Ramuan gen? Kedua Su Qi langsung menunjukkan ekspresi mengerti—memang orang Barat suka bermain-main dengan hal seperti itu.

Namun, kata "markas pusat" itulah yang paling penting.

Mengetahui apa yang ingin ditanyakan kedua Su Qi, demi mempertahankan nyawanya, Wilson dengan gamblang menceritakan hampir semua yang ia ketahui, "Markas kami bernama Illuminati. Saya menjalankan perintah..."

Sebagai anggota yang ditempatkan di luar, sebenarnya ia hanya tahu sedikit. Wilson hanyalah anggota pinggiran Illuminati. Segera saja ia menceritakan semua informasi yang ia punya.

Kedua Su Qi mengangguk bersamaan, lalu bertanya hal yang sama, "Kau bilang ada empat botol ramuan, satu untuk hadiahmu, lalu tiga sisanya?"
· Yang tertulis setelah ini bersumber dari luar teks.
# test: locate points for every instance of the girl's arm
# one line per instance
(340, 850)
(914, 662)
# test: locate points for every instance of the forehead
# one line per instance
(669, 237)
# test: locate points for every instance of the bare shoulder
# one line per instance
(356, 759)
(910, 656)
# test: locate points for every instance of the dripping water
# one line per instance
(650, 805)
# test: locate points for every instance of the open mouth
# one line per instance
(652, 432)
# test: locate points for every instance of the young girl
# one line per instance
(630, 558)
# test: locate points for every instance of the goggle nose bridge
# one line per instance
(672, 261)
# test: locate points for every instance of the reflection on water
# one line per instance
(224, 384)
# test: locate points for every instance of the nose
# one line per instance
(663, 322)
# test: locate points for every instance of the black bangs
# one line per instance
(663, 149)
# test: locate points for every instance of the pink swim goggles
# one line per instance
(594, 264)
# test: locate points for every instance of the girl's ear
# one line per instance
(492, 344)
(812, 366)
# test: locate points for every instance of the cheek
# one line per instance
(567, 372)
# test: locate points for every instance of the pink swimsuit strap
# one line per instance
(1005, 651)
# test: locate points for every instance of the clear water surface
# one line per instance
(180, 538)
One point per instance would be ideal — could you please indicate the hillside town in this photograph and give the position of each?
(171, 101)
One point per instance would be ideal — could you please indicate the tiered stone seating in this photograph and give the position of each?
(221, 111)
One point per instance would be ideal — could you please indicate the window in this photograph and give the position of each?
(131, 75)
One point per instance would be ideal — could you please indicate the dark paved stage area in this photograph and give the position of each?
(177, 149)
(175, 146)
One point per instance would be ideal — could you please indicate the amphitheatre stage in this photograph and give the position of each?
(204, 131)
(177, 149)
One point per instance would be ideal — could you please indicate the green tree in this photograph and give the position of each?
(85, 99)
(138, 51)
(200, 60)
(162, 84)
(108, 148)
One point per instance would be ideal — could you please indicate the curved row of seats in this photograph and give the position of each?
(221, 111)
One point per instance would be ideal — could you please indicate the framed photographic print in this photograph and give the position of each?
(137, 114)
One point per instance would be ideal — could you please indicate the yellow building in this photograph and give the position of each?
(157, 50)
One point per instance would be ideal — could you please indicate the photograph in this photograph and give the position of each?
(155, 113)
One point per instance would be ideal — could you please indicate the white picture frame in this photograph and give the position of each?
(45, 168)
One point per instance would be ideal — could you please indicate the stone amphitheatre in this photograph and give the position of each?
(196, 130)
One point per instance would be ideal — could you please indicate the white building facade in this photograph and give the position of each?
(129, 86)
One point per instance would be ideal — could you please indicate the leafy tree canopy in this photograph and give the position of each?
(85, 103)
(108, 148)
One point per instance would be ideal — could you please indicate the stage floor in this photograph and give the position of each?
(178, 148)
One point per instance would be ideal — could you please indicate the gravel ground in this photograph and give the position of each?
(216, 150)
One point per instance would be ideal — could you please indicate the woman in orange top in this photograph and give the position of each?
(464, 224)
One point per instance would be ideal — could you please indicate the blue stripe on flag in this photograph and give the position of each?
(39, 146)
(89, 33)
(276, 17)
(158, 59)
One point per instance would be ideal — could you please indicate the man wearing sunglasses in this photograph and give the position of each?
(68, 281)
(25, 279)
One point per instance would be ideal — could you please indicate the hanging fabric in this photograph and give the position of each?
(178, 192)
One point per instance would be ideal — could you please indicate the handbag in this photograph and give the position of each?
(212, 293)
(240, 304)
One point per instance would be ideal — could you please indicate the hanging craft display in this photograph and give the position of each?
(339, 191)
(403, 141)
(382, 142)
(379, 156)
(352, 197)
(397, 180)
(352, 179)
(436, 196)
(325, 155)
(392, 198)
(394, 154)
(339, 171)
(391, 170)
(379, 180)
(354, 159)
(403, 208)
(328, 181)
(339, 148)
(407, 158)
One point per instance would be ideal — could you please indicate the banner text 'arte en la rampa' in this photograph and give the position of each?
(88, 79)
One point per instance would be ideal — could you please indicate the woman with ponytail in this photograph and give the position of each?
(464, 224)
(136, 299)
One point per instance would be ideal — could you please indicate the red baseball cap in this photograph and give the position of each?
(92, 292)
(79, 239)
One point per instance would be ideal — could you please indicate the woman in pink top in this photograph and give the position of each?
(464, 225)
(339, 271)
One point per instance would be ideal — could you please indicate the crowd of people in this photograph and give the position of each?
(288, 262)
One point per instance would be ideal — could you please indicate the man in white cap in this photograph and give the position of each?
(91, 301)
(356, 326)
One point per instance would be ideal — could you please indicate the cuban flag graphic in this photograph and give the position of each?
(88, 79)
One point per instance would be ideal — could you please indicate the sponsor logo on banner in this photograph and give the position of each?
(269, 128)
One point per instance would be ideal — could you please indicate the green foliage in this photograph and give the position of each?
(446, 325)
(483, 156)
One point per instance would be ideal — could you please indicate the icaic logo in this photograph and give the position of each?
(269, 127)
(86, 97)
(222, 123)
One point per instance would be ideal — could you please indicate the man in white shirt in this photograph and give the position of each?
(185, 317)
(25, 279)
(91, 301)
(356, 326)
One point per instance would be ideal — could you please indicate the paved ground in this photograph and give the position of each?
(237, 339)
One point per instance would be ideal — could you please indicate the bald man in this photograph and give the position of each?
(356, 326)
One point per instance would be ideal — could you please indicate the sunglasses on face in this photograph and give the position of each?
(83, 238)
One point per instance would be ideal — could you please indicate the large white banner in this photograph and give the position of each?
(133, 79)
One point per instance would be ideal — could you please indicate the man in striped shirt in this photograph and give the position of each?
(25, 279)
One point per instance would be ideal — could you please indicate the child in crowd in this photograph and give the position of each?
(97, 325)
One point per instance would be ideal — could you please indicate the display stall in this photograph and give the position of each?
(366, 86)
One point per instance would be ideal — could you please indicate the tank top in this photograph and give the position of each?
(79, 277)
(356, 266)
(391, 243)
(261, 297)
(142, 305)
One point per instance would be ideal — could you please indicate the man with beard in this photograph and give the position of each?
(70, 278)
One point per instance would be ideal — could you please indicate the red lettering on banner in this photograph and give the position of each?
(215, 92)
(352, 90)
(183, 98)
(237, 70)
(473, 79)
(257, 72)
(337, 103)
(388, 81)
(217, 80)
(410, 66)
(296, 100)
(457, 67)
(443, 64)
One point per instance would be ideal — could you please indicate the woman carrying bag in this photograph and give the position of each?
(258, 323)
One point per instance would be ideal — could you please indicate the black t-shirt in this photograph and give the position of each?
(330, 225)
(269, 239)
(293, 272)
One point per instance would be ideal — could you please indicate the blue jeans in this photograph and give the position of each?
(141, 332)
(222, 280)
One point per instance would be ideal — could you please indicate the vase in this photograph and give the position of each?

"Utusan khusus itu bilang, untuk sementara disimpan padaku. Sejak ia mengantarkan ramuan itu terakhir kali, ia menghilang. Sepertinya, dia sedang mencari target untuk direkrut ke Illuminati."

Wilson hanya tahu sebatas itu, bahkan sebagian hanya tebakannya saja. Berdasarkan hierarki, seorang utusan seperti itu jelas tak perlu melapor padanya.

Merekrut tokoh penting di tanah Shenzhou, baik dari kalangan militer, pejabat, pebisnis biasa, maupun para murid aliran kultivasi, adalah target Illuminati, bahkan juga beberapa gereja.

Dahulu, Perang Salib sudah membawa banyak luka di tanah ini. Kini, di tengah kekacauan dan ketidakpastian, orang-orang Barat itu sepertinya ingin berbuat ulah lagi.

Sesaat saja, kedua Su Qi sudah berpikir jauh. Namun, menyangkut pertarungan antara Timur dan Barat, setidaknya masih ada yang lebih kuat yang akan menanganinya. Su Qi sendiri tak perlu terlalu khawatir.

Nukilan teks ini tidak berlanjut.